The girl’s directness and simplicity had its effect. The expression upon the face of Zeuks would have suggested to anyone who had the particular kind of penetration that the great Theban prophet seems to have been not quite able to pass on to his progeny, that within the bloated mask of humorous relish for every conceivable aspect of human existence and of animal sensation that was Zeuks’ nature there had been suddenly roused from sleep a small active insect-like second nature that was a drastically honest commentator upon all the man’s impressions and was a pitiless exposure of all his own self-deceptions and all his own exaggerations and all his own boastings.

“I’ll tell you the whole thing, my dear Pontopereia,” Zeuks blurted out hurriedly. “I was glorying, you see, in my own mind over this idea of mine which I call Prokleesis or ‘defiance’. I’m proud of this idea, which has become very important to me and which is something I’m constantly trying to practise.

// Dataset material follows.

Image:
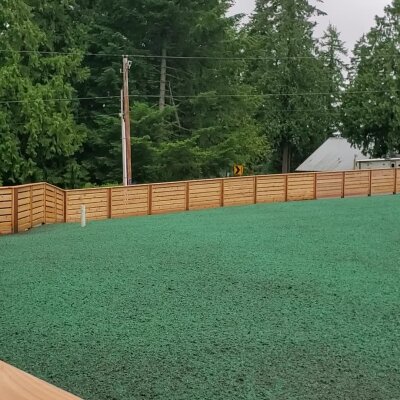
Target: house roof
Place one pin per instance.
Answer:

But I’m a terrible one for seeing everything as comic and I suddenly saw my own life-method, my own life-philosophy, my own private and special defiance of life as a comic thing; and I thought: ‘How can I show up this prokleesis of mine as I love to show up all those other philosophic cure-alls that aim at dispending with Themis, treating old Auntie Atropos as a doting hag, discounting Necessity, and putting Chance to shame as a negligible wanton?’

“And I decided that the only way I could do this was by imagining a situation in which only a very few heroic human souls, and they probably already half-crazy, could possibly practise my philosophy of ‘prokleesis’, or defiance of the whole of existence, and so I conjured up the picture of those murderous pirates on the brink of chopping us all to death one after another, as much as to say: ‘Well! If you can defy life while watching your best friends chopped to bits and waiting your own turn, you have to be something more than a clowning antic like me, whose head’s been turned by a good idea!’”

The kidnapper of Pegasos with his hand on that Gorgonian Wonder’s solitary wing must have drained at that second the ambrosial dregs of true philosophic glory, for the awkward figure of the daughter of Teiresias hunched itself into a shapeless heap of girlish admiration before the knees that had bent so faithfully all those years serving the aged Nymph deserted by Pan.